Draft legislation designed to stop investment fund managers from disguising guaranteed fee income as capital gains has created uncertainty for fund managers.

Tax legislation which aims to curb fund managers from giving up fees in exchange for a priority allocation of future profits – with the benefit of paying lower taxes on those profits – has a potentially wider application than expected, say tax experts.

Published on December 10 the draft legislation follows on from George Osborne’s, the UK’s Chancellor of the Exchequer, Autumn Statement where he warned fund managers that the UK government will stop GPs from “disguising guaranteed fee income as capital gains.”

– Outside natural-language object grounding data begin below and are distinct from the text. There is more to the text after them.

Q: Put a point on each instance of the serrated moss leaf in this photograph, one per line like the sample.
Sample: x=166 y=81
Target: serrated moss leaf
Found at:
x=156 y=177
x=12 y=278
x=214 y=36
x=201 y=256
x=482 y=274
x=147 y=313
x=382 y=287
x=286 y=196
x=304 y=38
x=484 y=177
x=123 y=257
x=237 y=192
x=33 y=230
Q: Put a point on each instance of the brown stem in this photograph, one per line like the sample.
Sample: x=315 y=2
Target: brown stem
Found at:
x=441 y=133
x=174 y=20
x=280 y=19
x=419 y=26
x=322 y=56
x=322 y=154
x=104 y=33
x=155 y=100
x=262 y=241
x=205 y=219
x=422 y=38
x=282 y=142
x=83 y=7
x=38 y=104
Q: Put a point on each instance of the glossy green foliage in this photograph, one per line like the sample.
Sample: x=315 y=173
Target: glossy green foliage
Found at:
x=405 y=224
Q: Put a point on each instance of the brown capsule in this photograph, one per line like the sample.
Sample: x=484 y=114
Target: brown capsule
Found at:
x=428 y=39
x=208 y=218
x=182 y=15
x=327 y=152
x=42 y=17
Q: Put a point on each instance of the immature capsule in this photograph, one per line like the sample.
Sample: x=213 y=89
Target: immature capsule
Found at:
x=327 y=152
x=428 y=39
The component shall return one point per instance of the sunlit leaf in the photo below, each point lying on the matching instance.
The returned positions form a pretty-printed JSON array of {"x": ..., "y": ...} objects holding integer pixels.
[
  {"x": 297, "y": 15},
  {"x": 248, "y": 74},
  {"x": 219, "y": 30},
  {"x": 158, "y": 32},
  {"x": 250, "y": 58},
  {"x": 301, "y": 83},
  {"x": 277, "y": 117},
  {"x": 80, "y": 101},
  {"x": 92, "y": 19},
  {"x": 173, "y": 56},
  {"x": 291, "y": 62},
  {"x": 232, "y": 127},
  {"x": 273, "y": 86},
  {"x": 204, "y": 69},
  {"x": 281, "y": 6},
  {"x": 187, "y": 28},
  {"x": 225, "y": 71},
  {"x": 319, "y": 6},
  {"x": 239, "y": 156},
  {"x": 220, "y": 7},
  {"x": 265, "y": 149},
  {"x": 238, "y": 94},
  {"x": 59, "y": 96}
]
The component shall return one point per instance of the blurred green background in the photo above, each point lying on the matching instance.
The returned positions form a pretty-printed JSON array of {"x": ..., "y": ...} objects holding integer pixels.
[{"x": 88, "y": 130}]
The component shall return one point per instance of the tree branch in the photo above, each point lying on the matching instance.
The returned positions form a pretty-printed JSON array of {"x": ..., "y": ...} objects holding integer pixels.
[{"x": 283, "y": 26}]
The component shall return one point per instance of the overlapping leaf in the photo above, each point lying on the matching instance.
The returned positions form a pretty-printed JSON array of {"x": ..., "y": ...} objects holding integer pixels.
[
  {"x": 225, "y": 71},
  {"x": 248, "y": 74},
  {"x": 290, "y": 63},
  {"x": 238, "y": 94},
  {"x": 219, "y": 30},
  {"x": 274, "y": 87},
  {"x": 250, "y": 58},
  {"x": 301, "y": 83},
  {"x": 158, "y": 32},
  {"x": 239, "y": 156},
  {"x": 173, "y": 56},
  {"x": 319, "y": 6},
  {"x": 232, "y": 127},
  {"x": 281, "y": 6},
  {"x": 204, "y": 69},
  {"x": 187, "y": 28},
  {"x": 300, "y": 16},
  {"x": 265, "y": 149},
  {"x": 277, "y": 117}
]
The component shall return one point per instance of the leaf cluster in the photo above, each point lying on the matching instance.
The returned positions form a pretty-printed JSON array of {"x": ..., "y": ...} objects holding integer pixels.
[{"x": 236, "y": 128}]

Fund managers’ concerns were initially calmed by the explicit promise from Osborne that individuals’ investment returns and carried interest would not be affected. But, tax lawyers said the new tax rules “over-reach” because they define the terms “carried interest” and “investment return” narrowly and say that everything else is a “management fee”.

Carried interest is defined restrictively as being payments made “out of profits” after investors have received the repayment of their initial investment plus a preferred return, which must be at least 6 percent compounded. Return on investment is then defined, surprisingly according to multiple tax lawyers, as a return reasonably comparable to a commercial rate of interest.

“In labelling some payments to investment managers as ‘disguised fee income’, this is the latest example in a trend on the part of [UK tax authority] HMRC to label many perfectly commercial arrangements as some other type of arrangement ‘in disguise’ in order to collect a greater amount of tax,” said Ben Eaton a UK tax partner at law firm Goodwin Procter. “If this approach continues to become more widespread it will sow further uncertainty into our already over-complex tax regime.”

The new rules are expected to apply from April 6, 2015.